Ekstraklasa. Pierwsza ligowa porażka Jagiellonii
Piłkarze Jagiellonii Białystok po raz pierwszy w obecnym sezonie Lotto Ekstraklasy zaznali goryczy porażki. Podopieczni trenera Michała Probierza przegrali na wyjeździe z Wisłą Płock 0:1. Dla Nafciarzy była to z kolei druga wygrana w bieżącej kampanii ligowej.
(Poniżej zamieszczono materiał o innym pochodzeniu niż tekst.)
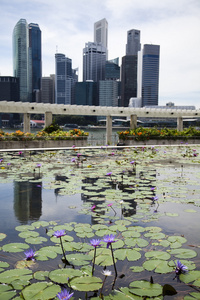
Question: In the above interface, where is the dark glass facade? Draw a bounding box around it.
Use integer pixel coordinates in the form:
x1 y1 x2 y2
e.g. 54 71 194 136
29 23 42 101
121 55 138 107
55 53 73 104
75 81 98 105
105 61 120 80
0 76 20 101
142 45 160 106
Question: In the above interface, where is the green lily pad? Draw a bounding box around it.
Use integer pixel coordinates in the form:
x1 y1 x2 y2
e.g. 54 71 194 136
114 249 141 261
18 230 39 239
145 251 170 260
89 248 113 266
15 225 35 231
66 253 93 266
33 271 49 280
124 238 149 248
25 236 48 245
0 233 6 241
143 259 174 274
184 292 200 300
31 221 49 228
179 270 200 286
129 280 162 297
170 248 197 258
0 284 16 300
2 243 29 253
22 282 61 300
70 276 102 292
49 268 83 284
15 260 36 269
0 269 33 284
36 246 59 261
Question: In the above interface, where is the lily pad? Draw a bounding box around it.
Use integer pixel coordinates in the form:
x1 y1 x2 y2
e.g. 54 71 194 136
129 280 162 297
22 282 61 300
2 243 29 253
0 284 16 300
0 269 33 284
33 271 49 280
145 251 170 260
49 268 83 284
114 249 141 261
70 276 102 292
0 233 6 241
143 259 174 274
170 248 197 258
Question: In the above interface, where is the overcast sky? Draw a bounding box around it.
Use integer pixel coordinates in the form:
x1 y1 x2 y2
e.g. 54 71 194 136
0 0 200 108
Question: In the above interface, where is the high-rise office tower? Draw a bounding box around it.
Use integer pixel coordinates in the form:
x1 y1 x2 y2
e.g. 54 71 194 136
94 18 108 49
13 19 42 101
41 74 55 103
126 29 141 55
13 19 29 101
28 23 42 102
121 29 141 106
99 80 118 106
55 53 73 104
105 57 120 80
142 44 160 106
83 42 106 82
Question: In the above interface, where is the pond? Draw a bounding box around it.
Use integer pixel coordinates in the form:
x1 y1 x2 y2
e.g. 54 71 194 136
0 145 200 300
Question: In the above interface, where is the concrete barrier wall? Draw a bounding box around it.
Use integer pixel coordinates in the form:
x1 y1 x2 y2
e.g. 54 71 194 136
119 138 200 146
0 138 87 150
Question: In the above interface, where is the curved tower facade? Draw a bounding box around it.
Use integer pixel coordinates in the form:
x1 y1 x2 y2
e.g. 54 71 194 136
13 19 29 101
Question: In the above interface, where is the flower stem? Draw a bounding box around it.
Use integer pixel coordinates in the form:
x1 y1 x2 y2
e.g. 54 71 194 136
92 247 96 275
110 244 117 277
100 276 107 298
60 236 67 262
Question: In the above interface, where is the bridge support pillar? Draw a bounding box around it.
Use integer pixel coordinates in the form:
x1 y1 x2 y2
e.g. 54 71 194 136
106 116 112 145
45 111 53 127
177 117 183 131
130 115 137 129
23 113 31 132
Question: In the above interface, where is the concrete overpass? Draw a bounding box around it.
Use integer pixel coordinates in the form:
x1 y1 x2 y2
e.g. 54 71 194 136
0 101 200 143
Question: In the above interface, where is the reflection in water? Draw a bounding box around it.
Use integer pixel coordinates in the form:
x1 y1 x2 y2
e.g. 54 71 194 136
14 181 42 224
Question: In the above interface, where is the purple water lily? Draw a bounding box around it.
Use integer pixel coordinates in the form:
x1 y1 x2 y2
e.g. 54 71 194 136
53 229 66 238
53 229 68 263
90 239 101 275
56 289 74 300
24 249 36 261
103 234 116 248
106 172 112 176
91 205 96 211
175 260 188 275
103 234 117 277
90 239 101 248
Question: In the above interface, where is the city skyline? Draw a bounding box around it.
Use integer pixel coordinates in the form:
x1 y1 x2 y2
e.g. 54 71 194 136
0 0 200 108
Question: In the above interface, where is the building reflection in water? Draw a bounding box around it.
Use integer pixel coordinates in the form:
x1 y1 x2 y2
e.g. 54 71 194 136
14 181 42 224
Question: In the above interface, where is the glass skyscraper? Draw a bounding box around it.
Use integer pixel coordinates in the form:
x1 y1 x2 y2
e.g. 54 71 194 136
28 23 42 101
142 44 160 106
13 19 42 101
55 53 73 104
13 19 29 101
83 42 107 82
121 29 141 107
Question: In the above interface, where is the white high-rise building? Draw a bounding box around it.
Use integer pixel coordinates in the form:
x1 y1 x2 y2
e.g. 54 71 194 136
94 18 108 48
126 29 141 55
99 80 118 106
83 42 106 82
Ligowego beniaminka czekało bardzo trudne zadanie. Do Płocka przyjechała bowiem Jagiellonia, która do tej pory wywalczyła dziesięć punktów. Dotychczasowy bilans Wisły wynosił z kolei cztery oczka.
Od początku spotkania przewagę osiągnęli białostoczanie, którzy wysoko podchodzili pod piłkarzy gospodarzy. Pierwszą groźną akcję stworzyła jednak Wisła. Dominik Furman mocno podkręcił piłkę z rzutu rożnego, a ta o mało nie zaskoczyła Mariana Kelemena. W 17. minucie mocno z rzutu wolnego uderzył Konstantin Wasiljew, ale Seweryn Kiełpin zdołał odbić futbolówkę. Chwilę później Piotr Tomasik zagrał w pole bramkowe Nafciarzy, jednak Fiodor Cernych nie doszedł do tego podania. W 26. minucie boisko z powodu kontuzji opuścił Wasiljew. Od tego momentu gra się wyrównała. Z czasem do głosu zaczęli dochodzić piłkarze beniaminka.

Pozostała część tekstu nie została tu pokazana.